Health data interoperability recently took a major step forward when the U.S. Department of Health and Human Services announced the first six organizations as Qualified Health Information Networks (QHINs) under the Trusted Exchange Framework and Common Agreement (TEFCA).
Many predicted the coming “data tsunami” once the floodgates opened and information was shared more widely, and discussed how increased interoperability would create both opportunities and challenges. When the QHIN approvals were announced, Micky Tripathi, National Coordinator for Health IT, mentioned “operational friction in interoperability” and the challenges of moving information between enterprises — which is a primary issue that QHINs seek to address.
The challenge of finding diagnostically relevant data
As more information flows freely between systems, it will create an even bigger challenge for clinicians: finding diagnostically relevant information amidst the flood of incoming data. Healthcare information is currently organized using different terminologies and coding systems to support classification of information into separate domains such as diagnoses, labs, medications, orders, procedures, etc., primarily to support billing transactions and internal system workflows. The terminologies and codes are not organized to enable a clinician to quickly see how well a condition is being managed for a specific patient.
Clinicians are already frustrated with their EHRs, in part because of difficulties finding the information they need to determine how well a condition is being managed or if a patient is responding to treatment. Under value-based care, it is more critical than ever for clinical users to see longitudinal views of diagnostically relevant information for each of a patient’s conditions so they can take appropriate action and document accordingly.
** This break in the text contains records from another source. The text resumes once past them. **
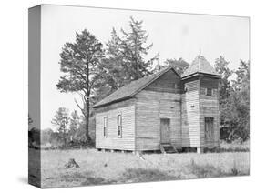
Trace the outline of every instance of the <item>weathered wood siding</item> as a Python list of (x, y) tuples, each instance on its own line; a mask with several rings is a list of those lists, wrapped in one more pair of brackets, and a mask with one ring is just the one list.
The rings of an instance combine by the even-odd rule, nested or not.
[[(218, 147), (220, 145), (219, 79), (201, 77), (200, 85), (200, 147)], [(206, 96), (206, 88), (212, 89), (211, 96)], [(214, 138), (212, 141), (205, 141), (205, 117), (213, 117)]]
[(180, 94), (142, 90), (136, 103), (136, 149), (157, 150), (160, 118), (170, 118), (170, 142), (181, 147)]
[[(122, 137), (118, 137), (118, 115), (122, 115)], [(103, 135), (108, 117), (107, 137)], [(96, 148), (135, 150), (135, 102), (133, 99), (100, 107), (96, 114)]]
[(144, 90), (180, 93), (180, 77), (173, 70), (169, 70), (145, 87)]
[(183, 81), (182, 88), (184, 93), (181, 95), (183, 147), (200, 147), (199, 86), (199, 78)]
This means clinicians need systems that do more than just support the coding of diagnoses and transactions; they also need their systems to diagnostically filter information at the point of care and present them with actionable views. In other words, clinicians require a new form of clinical decision support that presents the specific information needed to make decisions – regardless of the source. That new capability might be called “diagnostic interoperability.”
Time for new tools
The 21st Century Cures Act, TEFCA, and the imminent establishment of QHINs will, for the first time, make the long-awaited advent of interoperability a reality. Systems will be sending SNOMED, ICD-10, CPT, RxNorm, LOINC, HCPCS, and a host of other codes and narrative notes back-and-forth as part of the data tsunami, leaving it to the receiving systems to make sense of it for clinicians. The timing is perfect for the adoption of a new set of tools that make diagnostically relevant information discoverable and actionable by clinicians at the point of care.
A core requirement for these new tools is to enable a clinician to select any diagnosis, problem, or clinical issue for a patient and quickly view the hallmark indicators for that problem.
TEFCA, QHINs, FHIR and terminology standards will facilitate the transmission and receiving of information, but the critical task for clinicians will be finding the information needed to assess, evaluate, manage and treat a specific problem. Clinical users need to quickly view the symptoms, history, physical exam findings, test orders and results, therapies, comorbidities, sequalae and other data points related to any specific condition.
In the new world of interoperability, incoming information will be in a variety of terminologies and formats: ICD10-CM and SNOMED for problems and diagnoses, LOINC and CPT for lab orders and results, CPT, HCPCS, and ICD10-PCS for procedures and therapies, RxNorm and NDC for drugs, and a number of other specialized code sets. While these code sets and terminologies are useful for classifying information in a specific domain, they were not designed to work together to present a comprehensive view of a condition, nor for use by clinicians at the point of care.
Current EHRs typically organize this information into separate “tabs” or “buckets” in the medical record. To monitor the course of a disease, a user must navigate between sections and spend time hunting for the relevant details – which takes time that could be better-spent interacting with the patient and managing their condition. The EHR may contain all the relevant information a clinician needs for decision making, but finding the precise details they need is not always easy.
A better way
In the world of value-based care, the effective monitoring and management of chronic conditions requires that all relevant information for a diagnosis be instantly available to the clinician at the point of care, without requiring clinicians to waste precious time searching for details. A better way would be to empower clinicians with a clinical toolset that allows them to select any condition and immediately see a diagnostically organized view of all the relevant details. Such technology could replace manual searches by automatically filtering information for diagnostic relevancy based on the codified details and using natural language processing and mappings to organize the items.
In addition to diagnostic filtering and presentation, the ideal clinical toolset must also integrate with existing system workflows and provide point-of-care services to evaluate the patient’s medical record for adherence to clinical best practice guidelines and mandated quality measures, appropriateness of diagnostic coding, and sufficiency of documentation.
Without a new set of tools that clinicians can access at the point of care, the availability of information from QHINs will increase provider burdens because they will struggle to find the information needed to evaluate a patient, take action, complete documentation, and move to the next patient.
Basic interoperability is about to become real. The next step is diagnostic interoperability – which could very well be the impetus for value-base care success and for the transformation of EHRs from clinician burden to essential tool.